Why is i^2 equal to negative one and not positive one?

[srfriggen]

Someone please tell me what is wrong with this logic:

i = √-1

i²= √-1√-1 = √(-1)(-1) = √+1 = 1

But also i² = (√-1)^1/2= -1

 

[mfb]

The square root is not unique any more in the complex numbers. The laws that work for positive real numbers don't work for complex numbers in general.

 

[Mark44]

... and the property of radicals that you used -- $\sqrt{a}\sqrt{b} = \sqrt{ab}$ -- is applicable only if both a and b are nonnegative.

 

[fresh_42]

This is worth reading it in the context:
https://www.physicsforums.com/insights/things-can-go-wrong-complex-numbers/

 

[srfriggen]

Thank you all for the response, much appreciated!

 

[FactChecker]

The symbol, i, was defined as the imaginary number which, when squared, gives -1. That definition should not be violated.
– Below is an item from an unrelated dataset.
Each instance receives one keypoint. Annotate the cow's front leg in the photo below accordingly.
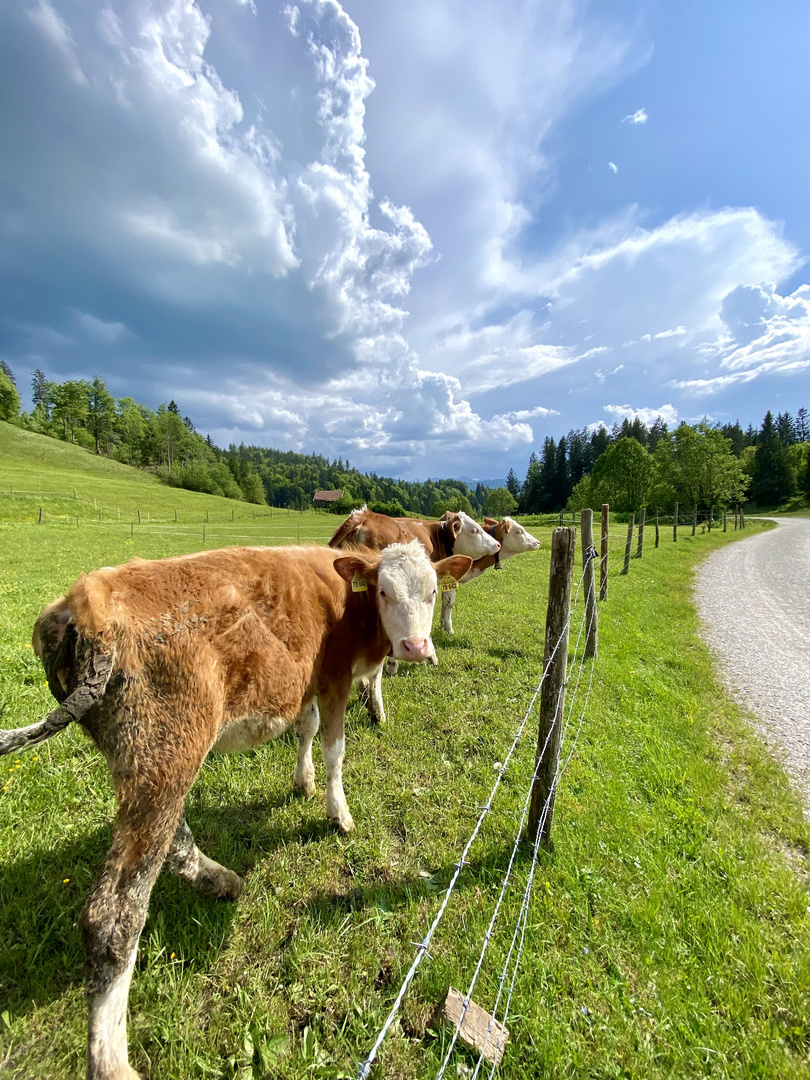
(370, 694)
(306, 726)
(448, 599)
(333, 743)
It worked out very well with several other things. It allows every polynomial to be factored completely. It provides a good way to represent rotations in the two-dimensional complex plane with multiplication by complex numbers.

 

[micromass]

https://en.wikipedia.org/wiki/Split-complex_number

 

[fresh_42]

https://en.wikipedia.org/wiki/Split-complex_number

How does it come you know all the exotic corners out there? I'm flabbergasted every single time.
But that's not what I wanted to say. I like to take the chance to thank you for your Insight on the subject. I've linked it now for the third or forth time (hoping it will be read). Very useful.